MySQLでは、数値型のカラムにZEROFILL属性を指定すると、カラム定義で指定された表示幅に満たない値に対して、自動的に先頭へゼロ(0)を埋め込んで(ゼロパディングして)表示してくれます。これにより、桁数を揃えた見やすい出力を簡単に実現できます。
実際に試してみよう
例として、showzerofillというテーブルを作成し、いくつかの値を挿入してみます。Val1にはINT(5) ZEROFILLを、比較用のVal2には通常のINT(5)を指定します。

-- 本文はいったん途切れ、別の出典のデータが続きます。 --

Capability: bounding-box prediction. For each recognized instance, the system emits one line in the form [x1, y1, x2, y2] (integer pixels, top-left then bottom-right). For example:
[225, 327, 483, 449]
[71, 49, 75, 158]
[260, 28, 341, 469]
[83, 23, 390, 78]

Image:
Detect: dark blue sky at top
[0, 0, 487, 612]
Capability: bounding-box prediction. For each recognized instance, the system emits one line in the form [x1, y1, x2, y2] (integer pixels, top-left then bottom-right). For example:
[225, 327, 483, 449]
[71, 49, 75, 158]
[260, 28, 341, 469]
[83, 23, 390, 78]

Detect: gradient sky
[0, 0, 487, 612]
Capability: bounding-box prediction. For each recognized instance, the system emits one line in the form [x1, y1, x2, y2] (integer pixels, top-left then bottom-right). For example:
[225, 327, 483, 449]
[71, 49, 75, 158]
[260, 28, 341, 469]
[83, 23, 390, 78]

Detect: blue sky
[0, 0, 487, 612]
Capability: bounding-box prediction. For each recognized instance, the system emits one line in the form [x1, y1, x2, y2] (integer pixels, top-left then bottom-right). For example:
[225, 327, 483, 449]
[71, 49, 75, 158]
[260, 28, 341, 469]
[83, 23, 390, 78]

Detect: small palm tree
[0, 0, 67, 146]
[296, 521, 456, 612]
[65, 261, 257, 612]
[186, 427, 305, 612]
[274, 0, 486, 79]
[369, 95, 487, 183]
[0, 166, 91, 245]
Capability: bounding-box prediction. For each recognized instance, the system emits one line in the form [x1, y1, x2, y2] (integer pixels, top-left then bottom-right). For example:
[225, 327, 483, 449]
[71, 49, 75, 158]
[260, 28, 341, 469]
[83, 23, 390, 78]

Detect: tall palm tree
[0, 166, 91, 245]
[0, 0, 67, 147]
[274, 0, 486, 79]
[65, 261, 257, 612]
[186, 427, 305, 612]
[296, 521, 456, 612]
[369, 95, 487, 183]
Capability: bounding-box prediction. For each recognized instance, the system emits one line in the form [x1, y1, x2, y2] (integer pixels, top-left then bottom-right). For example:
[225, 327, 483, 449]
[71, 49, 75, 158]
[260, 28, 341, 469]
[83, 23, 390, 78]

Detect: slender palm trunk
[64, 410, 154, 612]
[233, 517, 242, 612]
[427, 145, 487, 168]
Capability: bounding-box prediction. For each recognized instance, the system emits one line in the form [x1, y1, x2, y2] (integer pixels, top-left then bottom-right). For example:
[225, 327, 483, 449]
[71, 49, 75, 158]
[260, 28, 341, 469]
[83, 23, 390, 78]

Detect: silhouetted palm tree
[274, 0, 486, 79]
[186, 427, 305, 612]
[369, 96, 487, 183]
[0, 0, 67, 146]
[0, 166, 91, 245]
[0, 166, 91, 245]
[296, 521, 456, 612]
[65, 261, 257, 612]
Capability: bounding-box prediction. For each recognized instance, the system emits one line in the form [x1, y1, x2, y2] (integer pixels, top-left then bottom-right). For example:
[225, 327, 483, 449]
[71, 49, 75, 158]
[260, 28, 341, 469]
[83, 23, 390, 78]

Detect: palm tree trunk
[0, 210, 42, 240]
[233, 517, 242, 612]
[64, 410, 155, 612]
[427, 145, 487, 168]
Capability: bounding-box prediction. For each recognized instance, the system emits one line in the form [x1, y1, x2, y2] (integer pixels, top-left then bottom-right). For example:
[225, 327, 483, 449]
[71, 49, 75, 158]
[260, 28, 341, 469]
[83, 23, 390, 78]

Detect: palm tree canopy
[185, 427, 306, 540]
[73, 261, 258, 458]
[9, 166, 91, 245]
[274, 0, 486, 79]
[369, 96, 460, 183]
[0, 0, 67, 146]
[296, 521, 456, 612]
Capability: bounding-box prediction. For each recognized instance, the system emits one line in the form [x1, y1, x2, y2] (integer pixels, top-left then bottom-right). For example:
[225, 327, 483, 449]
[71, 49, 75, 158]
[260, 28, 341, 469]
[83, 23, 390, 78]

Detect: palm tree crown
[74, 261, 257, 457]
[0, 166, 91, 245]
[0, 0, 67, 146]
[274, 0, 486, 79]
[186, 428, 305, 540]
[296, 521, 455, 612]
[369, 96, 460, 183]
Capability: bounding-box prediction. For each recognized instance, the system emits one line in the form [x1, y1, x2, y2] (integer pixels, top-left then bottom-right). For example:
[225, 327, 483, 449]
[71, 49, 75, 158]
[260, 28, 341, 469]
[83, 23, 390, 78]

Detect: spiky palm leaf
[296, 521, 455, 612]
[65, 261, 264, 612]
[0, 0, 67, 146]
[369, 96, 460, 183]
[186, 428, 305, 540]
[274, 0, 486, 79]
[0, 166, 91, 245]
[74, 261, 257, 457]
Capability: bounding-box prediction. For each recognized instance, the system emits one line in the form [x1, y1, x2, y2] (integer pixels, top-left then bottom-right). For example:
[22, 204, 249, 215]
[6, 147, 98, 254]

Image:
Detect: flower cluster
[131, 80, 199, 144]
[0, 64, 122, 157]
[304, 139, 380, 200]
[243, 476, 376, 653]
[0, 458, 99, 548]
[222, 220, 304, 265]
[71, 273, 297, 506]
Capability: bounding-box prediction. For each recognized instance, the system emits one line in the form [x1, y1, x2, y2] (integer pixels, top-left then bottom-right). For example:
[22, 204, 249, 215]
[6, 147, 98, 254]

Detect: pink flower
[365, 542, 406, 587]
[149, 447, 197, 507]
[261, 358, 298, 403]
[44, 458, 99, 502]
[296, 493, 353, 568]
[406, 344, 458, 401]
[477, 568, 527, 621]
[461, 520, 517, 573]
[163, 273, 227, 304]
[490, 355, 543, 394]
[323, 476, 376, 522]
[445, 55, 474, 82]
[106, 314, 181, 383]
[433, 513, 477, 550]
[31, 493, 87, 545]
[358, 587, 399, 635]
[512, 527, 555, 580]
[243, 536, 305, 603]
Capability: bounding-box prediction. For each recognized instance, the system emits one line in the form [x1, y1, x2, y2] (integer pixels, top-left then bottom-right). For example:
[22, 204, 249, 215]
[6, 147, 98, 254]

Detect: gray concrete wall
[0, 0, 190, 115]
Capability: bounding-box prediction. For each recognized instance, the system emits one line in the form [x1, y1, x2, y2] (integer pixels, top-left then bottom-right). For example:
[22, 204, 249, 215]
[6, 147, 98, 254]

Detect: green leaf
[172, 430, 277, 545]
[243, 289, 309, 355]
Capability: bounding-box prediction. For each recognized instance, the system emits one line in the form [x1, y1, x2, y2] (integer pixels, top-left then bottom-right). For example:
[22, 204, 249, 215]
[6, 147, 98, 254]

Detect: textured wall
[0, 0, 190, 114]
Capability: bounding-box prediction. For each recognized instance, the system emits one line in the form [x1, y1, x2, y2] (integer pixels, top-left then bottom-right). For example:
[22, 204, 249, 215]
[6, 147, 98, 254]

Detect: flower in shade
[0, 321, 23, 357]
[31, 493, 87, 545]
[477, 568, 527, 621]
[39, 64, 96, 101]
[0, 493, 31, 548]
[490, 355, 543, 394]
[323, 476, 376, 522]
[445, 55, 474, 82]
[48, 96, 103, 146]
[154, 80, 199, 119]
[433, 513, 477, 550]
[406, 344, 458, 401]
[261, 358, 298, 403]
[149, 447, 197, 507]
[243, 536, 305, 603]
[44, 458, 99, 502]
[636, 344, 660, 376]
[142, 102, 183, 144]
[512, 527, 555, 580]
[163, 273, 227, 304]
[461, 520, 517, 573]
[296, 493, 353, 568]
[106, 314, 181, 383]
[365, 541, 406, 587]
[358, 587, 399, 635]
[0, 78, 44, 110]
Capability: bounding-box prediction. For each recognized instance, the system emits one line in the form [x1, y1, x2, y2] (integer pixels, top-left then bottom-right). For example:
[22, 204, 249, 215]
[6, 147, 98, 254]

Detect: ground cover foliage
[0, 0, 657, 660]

mysql> Create Table showzerofill(Val1 INT(5) ZEROFILL, Val2 INT(5)); Query OK, 0 rows affected (0.09 sec) mysql> Insert into showzerofill(Val1, Val2) values(1,1),(12,12),(123,123),(1234,1234),(12345,12345); Query OK, 5 rows affected (0.03 sec) Records: 5 Duplicates: 0 Warnings: 0
実行結果の確認
テーブルの中身をSELECT文で確認すると、ZEROFILLがVal1カラムの値に与える影響を一目で理解できます。
mysql> Select * from showzerofill;
+-------+-------+ | Val1 | Val2 | +-------+-------+ | 00001 | 1 | | 00012 | 12 | | 00123 | 123 | | 01234 | 1234 | | 12345 | 12345 | +-------+-------+ 5 rows in set (0.00 sec)
この結果からわかるように、Val1(ZEROFILL指定あり)では、カラム定義の表示幅である5桁に満たない値の先頭がゼロで埋められています。一方、Val2(ZEROFILL指定なし)では、値はそのまま右寄せで表示されるだけです。
補足:ZEROFILL利用時の注意点
- ZEROFILLを指定したカラムは、暗黙的にUNSIGNED(符号なし)属性も持つことになります。つまり負の値を格納できません。
- 表示幅(例:
INT(5)の「5」)はあくまで表示上の最小桁数であり、格納できる値の範囲には影響しません。表示幅を超える値は、そのまま完全な形で表示されます。 - なお、MySQL 8.0.17以降では、整数型の表示幅およびZEROFILL属性は非推奨(deprecated)となっているため、新規開発では注意が必要です。
まとめ
このように、カラムの値を特定の桁幅で揃えて表示したい場合には、そのカラムにZEROFILLを定義するのが有効です。会員番号や注文番号など、桁数を揃えたいID系のデータを扱う際に特に便利な機能です。